What unites all oppressed people, then, is their relationship to the capitalist state. The state mitigates and manages the affairs of the US capitalist class. For example, it is Washington that ultimately enforces "free trade" deals such as NAFTA to create a more friendly "investment" environment for multinational corporations. Washington also facilitates arms deal contracts with countries like Saudi Arabia to ensure that its allies continue to fund terrorism and repress independent development throughout the world to the benefit of oil and arms corporations. Everything the capitalist state does thus revolves around enriching the capitalist class at the expense of oppressed and working class people.

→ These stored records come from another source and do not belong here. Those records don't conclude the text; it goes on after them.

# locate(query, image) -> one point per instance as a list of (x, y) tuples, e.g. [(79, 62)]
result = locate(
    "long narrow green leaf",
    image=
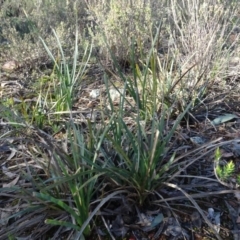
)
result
[(58, 202)]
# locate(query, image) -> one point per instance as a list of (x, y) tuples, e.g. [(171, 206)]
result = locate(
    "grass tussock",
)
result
[(114, 118)]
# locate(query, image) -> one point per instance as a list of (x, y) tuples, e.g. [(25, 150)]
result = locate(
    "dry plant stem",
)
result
[(189, 197), (205, 146), (198, 195)]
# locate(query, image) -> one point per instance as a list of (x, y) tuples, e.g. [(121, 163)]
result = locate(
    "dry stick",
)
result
[(206, 146), (189, 197), (197, 195)]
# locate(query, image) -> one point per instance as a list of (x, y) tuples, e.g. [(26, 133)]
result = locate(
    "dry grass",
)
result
[(75, 165)]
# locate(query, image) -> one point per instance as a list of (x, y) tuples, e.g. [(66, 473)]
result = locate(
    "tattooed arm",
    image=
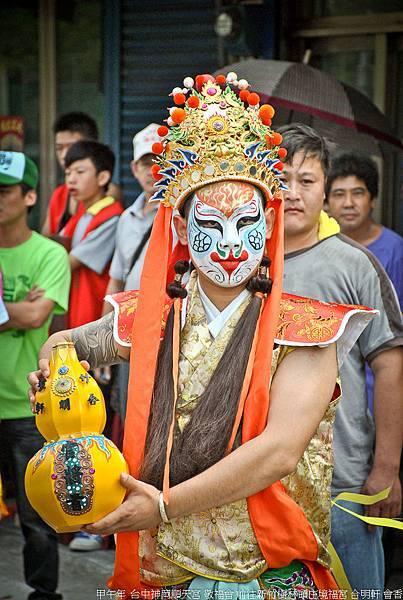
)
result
[(94, 343)]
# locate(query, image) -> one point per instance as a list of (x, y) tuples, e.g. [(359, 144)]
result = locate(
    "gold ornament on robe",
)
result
[(75, 478)]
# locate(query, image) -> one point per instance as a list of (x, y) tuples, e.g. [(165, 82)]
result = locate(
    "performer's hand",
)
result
[(392, 505), (139, 510), (43, 373)]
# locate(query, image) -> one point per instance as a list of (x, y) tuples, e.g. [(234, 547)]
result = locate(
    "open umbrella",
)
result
[(336, 110)]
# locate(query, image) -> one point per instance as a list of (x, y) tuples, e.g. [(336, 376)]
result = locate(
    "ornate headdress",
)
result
[(215, 134)]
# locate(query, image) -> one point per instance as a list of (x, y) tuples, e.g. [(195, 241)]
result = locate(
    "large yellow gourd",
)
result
[(74, 479)]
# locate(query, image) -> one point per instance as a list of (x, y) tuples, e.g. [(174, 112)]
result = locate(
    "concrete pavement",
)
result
[(83, 575)]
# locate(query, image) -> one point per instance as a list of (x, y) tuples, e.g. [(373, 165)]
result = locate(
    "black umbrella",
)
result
[(336, 110)]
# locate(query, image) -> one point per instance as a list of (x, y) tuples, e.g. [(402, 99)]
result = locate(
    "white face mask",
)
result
[(227, 245)]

This does not mean that Black workers in the US have the same experience as workers in Bangladesh or Somali workers fending off starvation from US-sponsored sanctions. There are variations to how workers experience exploitation based on their social and economic relationship to capital in a given moment of history. However, all of them face the same enemy in one degree or another. This is what Malcolm X realized after his travels throughout the African continent just prior to his assassination in 1965. Malcolm X identified with the national liberation struggle in Algeria because he saw the Algerians (and Chinese, Vietnamese, Cubans among others) as providing a great service to Black people in the US by weakening the international influence of the US capitalist state.

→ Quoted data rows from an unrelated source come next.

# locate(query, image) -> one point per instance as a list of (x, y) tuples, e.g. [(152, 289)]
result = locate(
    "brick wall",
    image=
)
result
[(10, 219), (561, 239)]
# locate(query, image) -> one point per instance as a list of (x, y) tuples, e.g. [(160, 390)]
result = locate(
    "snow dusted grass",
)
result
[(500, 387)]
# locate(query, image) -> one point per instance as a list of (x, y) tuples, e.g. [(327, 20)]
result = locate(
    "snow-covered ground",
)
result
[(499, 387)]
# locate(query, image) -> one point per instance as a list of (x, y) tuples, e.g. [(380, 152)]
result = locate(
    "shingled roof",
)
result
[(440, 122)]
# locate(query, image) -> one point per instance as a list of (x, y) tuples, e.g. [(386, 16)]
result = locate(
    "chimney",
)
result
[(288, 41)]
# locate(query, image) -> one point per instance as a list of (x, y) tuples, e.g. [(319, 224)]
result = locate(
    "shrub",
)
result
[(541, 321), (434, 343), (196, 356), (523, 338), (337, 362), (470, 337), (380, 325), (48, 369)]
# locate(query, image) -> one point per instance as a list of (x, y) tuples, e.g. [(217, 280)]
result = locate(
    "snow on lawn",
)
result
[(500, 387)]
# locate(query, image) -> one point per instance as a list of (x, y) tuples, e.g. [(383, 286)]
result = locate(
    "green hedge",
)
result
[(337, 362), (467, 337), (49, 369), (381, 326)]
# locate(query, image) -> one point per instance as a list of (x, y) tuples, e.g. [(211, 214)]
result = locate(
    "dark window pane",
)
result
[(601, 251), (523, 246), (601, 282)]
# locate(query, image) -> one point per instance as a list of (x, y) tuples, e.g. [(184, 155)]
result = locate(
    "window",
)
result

“There are variations to how workers experience exploitation based on their social and economic relationship to capital in a given moment of history.”
The basis of solidarity, then, should ultimately derive from an internationalist perspective. It means mutually working together with the peoples of the world in the struggle against the common enemy of imperialism. This will take work and much education. While much of the world is no stranger to white supremacy and colonialism, some may not completely understand the intricacies of racism against Black people in the US. At the same time, many Black Americans and oppressed peoples of color may not fully understand the importance of standing with Libyans, Cubans, and all oppressed people against US-backed imperial warfare. Eight years of the Obama era and nearly a generation of counterinsurgency does have its negative consequences, after all.

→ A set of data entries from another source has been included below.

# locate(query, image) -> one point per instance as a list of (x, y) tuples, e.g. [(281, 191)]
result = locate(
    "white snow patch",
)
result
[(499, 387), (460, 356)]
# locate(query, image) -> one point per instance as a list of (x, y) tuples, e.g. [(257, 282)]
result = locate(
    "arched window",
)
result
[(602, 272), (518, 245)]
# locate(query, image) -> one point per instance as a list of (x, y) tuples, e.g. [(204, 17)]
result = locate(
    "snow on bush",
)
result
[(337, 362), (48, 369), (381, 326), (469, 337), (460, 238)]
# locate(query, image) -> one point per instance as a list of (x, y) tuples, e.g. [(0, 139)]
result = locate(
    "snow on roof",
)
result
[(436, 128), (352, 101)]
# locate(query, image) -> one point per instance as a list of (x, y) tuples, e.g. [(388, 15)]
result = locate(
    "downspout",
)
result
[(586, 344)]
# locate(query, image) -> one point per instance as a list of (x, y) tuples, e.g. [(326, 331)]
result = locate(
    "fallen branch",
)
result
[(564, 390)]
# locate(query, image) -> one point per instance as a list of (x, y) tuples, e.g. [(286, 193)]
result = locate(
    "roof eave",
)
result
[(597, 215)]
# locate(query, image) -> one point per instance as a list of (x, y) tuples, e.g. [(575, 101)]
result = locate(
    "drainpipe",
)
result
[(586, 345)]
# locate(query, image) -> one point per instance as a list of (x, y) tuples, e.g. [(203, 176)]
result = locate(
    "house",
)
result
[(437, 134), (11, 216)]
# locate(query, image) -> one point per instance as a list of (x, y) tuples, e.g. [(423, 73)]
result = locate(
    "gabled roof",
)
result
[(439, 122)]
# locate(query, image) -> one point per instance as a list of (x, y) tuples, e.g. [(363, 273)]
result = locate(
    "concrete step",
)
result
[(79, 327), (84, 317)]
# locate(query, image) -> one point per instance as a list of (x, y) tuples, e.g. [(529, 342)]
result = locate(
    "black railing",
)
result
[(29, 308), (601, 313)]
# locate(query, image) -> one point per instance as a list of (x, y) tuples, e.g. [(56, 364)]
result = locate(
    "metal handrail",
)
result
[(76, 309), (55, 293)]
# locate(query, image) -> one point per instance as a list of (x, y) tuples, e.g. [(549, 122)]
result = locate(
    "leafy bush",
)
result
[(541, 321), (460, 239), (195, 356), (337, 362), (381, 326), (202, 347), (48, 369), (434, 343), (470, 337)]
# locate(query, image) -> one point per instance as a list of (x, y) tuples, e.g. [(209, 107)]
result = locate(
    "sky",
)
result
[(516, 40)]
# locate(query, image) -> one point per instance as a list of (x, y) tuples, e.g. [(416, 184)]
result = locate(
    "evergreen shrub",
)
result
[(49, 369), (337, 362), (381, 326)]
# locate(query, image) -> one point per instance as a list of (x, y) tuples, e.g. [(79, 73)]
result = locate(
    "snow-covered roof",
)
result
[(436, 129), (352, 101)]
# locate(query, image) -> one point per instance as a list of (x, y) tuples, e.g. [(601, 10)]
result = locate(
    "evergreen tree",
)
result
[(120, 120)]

But this should not deter us from upholding a banner of internationalism and solidarity in our day to day work. Reactionary conditions should harden and strengthen our orientation to these important principles. Millions of people continue to perish or starve because of the US and its imperial allies. And the system of capitalism that dictates what this alliance does abroad continues the assault on Black people and peoples of color within its artificial borders. Solidarity will make us stronger in the quest for political power. The question shouldn't be whether people around the world elevate the struggle of Black Americans, but how we can organize on an internationalist basis to confront our common enemy.